Fyctia
14 - MAINTENANT (2/2)
Je vais aller en boîte de nuit.
Pour la première fois.
De ma vie.
Je pars à peine cinq minutes plus tard en direction de la maison de ma mère.
Elle me manque et j'ai hâte de la revoir.
J'ai tout de même envie de lui reparler du week-end dernier, j'aimerais comprendre ce qu'il s'est passé et être rassurée. Je suis une adulte mais se sentir de trop fait toujours ressortir ce sentiment d'insécurité d'enfant où tu as besoin qu'on te rassure et dise les choses telles qu'elles sont.
Au bout de quelques kilomètres, je me gare devant son allée et voit le rideau de la cuisine s'agiter. J'imagine qu'elle se trouve derrière, à regarder qui peut bien lui rendre visite à l'improviste, à cette heure-ci. Bien qu'elle ne serait pas surprise si elle avait daigné me répondre au téléphone.
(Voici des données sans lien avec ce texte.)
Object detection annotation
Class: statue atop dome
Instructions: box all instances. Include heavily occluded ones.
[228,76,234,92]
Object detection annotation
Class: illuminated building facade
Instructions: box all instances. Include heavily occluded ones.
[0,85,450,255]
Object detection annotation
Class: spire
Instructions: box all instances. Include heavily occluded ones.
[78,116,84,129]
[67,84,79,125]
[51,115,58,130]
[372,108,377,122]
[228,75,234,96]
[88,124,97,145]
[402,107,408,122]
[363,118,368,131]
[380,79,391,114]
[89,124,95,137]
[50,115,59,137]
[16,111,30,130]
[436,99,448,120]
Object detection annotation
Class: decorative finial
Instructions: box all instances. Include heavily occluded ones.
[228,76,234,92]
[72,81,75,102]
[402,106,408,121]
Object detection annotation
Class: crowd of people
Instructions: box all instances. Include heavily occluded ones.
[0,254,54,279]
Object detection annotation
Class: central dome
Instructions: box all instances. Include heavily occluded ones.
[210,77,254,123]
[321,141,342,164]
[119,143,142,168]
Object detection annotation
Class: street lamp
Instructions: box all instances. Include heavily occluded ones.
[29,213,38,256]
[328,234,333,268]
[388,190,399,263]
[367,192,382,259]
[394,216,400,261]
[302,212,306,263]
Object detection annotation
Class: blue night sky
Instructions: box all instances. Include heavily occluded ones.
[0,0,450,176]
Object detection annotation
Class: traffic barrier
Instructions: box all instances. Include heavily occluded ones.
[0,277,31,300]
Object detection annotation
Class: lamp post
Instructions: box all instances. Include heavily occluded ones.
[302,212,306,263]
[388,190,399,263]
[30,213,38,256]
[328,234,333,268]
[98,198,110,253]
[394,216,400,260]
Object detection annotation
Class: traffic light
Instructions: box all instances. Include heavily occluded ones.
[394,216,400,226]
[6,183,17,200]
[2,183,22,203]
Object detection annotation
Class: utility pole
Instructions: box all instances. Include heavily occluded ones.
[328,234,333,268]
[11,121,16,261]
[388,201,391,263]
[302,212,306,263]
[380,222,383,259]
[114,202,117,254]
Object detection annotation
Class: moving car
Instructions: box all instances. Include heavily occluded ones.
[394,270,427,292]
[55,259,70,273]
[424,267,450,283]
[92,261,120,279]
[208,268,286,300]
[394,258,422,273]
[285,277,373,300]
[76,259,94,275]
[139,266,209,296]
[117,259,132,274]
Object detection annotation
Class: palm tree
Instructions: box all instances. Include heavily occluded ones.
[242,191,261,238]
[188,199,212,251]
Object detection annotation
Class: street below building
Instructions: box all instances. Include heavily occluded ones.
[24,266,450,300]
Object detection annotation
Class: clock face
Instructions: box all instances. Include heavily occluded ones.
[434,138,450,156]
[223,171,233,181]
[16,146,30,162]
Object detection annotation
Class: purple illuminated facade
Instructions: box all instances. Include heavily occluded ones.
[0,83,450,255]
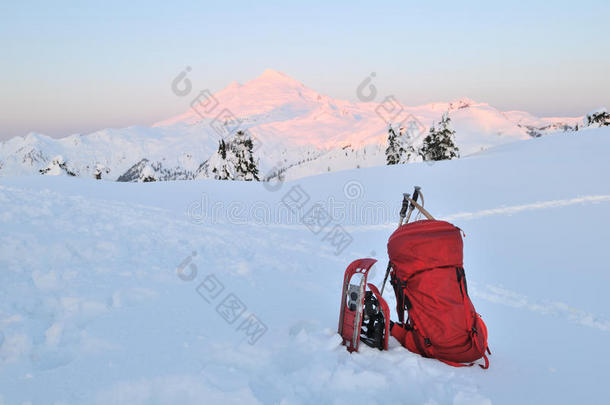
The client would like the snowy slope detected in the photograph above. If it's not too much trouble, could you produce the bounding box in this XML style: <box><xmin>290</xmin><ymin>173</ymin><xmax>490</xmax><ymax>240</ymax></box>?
<box><xmin>0</xmin><ymin>70</ymin><xmax>581</xmax><ymax>180</ymax></box>
<box><xmin>0</xmin><ymin>128</ymin><xmax>610</xmax><ymax>405</ymax></box>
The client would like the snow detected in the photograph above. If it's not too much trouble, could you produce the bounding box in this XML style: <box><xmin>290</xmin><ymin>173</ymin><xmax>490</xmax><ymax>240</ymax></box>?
<box><xmin>0</xmin><ymin>69</ymin><xmax>582</xmax><ymax>180</ymax></box>
<box><xmin>0</xmin><ymin>124</ymin><xmax>610</xmax><ymax>405</ymax></box>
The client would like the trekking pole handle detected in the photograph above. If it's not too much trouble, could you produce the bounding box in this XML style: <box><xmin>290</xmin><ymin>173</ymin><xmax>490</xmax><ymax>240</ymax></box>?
<box><xmin>409</xmin><ymin>198</ymin><xmax>434</xmax><ymax>221</ymax></box>
<box><xmin>379</xmin><ymin>262</ymin><xmax>392</xmax><ymax>295</ymax></box>
<box><xmin>410</xmin><ymin>186</ymin><xmax>421</xmax><ymax>209</ymax></box>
Je sors de ma voiture et à peine arrivée au patio de la maison, la porte d’entrée s’ouvre, ma mère s’affichant toute radieuse.
- Inès ! Je suis contente de te voir.
Elle est comme d’habitude. Apprêtée comme si elle se préparait à sortir alors qu’elle a dû passer la journée dans sa cuisine ou sur des blogs de cuisine. Elle porte un ensemble tailleur noir et blanc, avec une paire d’escarpins noire. Elle a cinquante-six ans et elle en paraît quarante à peine, vêtue de cette manière. J’ai la sincère impression d’être la seule adulte de France à traverser sa maison pieds nus ou en grosses pantoufles. Jamais personne ne m’a vu avec de telles paires de chaussures pour être chez moi. Ça doit être tellement inconfortable mais ça lui ressemble. Et elle est belle. Alors je l’aime comme elle est et je ne la jugerai jamais directement.
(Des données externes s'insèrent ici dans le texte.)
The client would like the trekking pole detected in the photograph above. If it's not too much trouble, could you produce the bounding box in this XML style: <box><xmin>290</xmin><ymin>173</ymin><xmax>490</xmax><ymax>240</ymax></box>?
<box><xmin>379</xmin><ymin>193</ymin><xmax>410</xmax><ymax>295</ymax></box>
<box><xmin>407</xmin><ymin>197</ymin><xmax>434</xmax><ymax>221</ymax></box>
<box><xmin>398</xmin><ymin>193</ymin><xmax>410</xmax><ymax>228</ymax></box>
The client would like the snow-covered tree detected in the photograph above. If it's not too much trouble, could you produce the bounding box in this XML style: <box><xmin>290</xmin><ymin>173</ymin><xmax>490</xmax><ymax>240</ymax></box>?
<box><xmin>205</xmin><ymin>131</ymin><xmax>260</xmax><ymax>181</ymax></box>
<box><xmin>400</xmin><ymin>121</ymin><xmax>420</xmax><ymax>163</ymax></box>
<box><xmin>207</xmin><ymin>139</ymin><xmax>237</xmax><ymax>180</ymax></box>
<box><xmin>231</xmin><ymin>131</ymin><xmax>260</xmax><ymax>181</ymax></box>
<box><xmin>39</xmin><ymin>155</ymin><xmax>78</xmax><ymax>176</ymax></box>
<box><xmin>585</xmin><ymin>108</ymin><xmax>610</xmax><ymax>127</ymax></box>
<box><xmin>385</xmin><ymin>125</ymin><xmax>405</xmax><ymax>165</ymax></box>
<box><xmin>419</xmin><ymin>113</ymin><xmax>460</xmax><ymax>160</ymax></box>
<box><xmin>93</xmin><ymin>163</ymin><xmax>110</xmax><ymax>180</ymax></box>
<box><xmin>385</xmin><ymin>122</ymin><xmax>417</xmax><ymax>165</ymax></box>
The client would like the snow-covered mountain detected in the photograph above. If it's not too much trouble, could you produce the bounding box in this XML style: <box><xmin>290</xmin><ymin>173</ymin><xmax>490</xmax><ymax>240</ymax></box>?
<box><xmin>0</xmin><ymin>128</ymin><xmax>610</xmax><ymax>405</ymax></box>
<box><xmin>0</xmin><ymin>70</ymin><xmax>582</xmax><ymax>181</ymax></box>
- Salut maman, lui réponds-je, en la prenant dans mes bras. Tu vas bien ?
- Oui, mais allez rentre ! Discutons à l’intérieur.
S’il y a bien une chose qui me dérange à l’heure actuelle, c’est son accueil. Elle n’ouvre jamais la porte.
Nous pouvons, que ce soit mon frère ou moi, rentrer comme si nous étions chez nous sans avoir besoin d’attendre derrière la porte après avoir sonné ou toqué.
Elle n’a jamais été nous ouvrir la porte alors pourquoi aujourd’hui ?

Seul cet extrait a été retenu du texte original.